Für die Zahlung des Krankengeldes gibt es keine zeitliche Begrenzung. Doch für Arbeitsunfähigkeit wegen derselben Krankheit gibt es Limits. Krankengeld für dieselbe Krankheit wird im Zeitraum von drei Jahren längstens 78 Wochen bezahlt. Erst nach Ablauf von drei Jahren hat der Arbeitnehmer erneut Anspruch auf Krankengeld. Dabei gibt es noch ein Detail zu berücksichtigen: Er muss in dieser Zeit durchgängig versicherungspflichtig beschäftigt gewesen sein. Übrigens: Auch die Zahlung des Arbeitslosengeldes zählt zur versicherungspflichtigen Beschäftigung.
Die Höhe des Krankengeldes ist von einigen Faktoren abhängig. Im Regelfall werden 70 % des letzten Nettolohnes als Krankengeld ausgezahlt. Das Krankengeld wird tageweise berechnet. Der volle Monat wird immer mit 30 Tagen zugrunde gelegt.

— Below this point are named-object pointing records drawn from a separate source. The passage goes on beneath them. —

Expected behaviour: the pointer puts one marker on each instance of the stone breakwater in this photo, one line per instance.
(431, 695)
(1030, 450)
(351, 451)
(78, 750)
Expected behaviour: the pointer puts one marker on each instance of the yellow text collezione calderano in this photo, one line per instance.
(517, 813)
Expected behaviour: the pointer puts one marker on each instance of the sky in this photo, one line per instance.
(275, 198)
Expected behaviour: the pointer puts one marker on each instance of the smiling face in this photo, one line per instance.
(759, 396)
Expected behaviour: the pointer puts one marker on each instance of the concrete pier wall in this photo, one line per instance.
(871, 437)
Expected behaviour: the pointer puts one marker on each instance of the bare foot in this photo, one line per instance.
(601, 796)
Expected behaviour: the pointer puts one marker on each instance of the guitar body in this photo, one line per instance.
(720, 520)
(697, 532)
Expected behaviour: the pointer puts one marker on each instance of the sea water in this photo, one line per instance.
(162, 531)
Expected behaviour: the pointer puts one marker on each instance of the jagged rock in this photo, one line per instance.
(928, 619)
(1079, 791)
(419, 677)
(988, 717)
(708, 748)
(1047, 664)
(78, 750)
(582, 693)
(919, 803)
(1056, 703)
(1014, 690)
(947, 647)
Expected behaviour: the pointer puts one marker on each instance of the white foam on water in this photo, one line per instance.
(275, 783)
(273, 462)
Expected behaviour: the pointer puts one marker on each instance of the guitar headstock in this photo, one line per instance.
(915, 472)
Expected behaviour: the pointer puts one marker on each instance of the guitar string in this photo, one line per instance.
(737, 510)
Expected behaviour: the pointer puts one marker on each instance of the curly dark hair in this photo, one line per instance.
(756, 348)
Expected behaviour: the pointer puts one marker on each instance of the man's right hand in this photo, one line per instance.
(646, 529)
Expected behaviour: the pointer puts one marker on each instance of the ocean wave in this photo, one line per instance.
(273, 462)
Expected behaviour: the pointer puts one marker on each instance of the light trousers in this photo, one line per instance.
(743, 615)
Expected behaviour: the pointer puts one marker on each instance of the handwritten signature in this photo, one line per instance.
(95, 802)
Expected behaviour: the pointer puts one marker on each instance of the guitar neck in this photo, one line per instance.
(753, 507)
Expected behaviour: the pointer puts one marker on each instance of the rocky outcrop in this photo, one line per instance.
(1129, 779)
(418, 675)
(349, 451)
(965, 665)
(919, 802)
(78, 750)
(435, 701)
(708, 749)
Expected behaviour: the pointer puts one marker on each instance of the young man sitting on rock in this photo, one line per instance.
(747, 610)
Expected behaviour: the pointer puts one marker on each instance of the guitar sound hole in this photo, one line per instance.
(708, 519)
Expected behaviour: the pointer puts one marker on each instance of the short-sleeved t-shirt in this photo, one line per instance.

Die Grundlage für die Berechnung des Krankengeldes ist der § 47 des SGB V. Für die Berechnung steht allerdings nicht nur der Lohn des letzten Monats als Faktor fest. Es spielen mehrere Faktoren eine Rolle. Auch Sonderzahlungen und Mehrarbeit werden berücksichtigt.
Krankengeld ist eine Lohnersatzleistung. Es wird steuerfrei ausgezahlt. Aber ganz so schnell gibt sich der Fiskus damit nicht zufrieden. Die Zahlung des Krankengeldes wird als Einkommen gerechnet. Es wirkt sich bei der Berechnung des Einkommens in der Progression des Steuersatzes durchaus negativ aus. Was wiederum bedeutet: Der Versicherte zahlt auf sein reguläres Gehalt die Höhe des Steuersatzes, den er mit Einberechnung des Krankengeldes erreicht.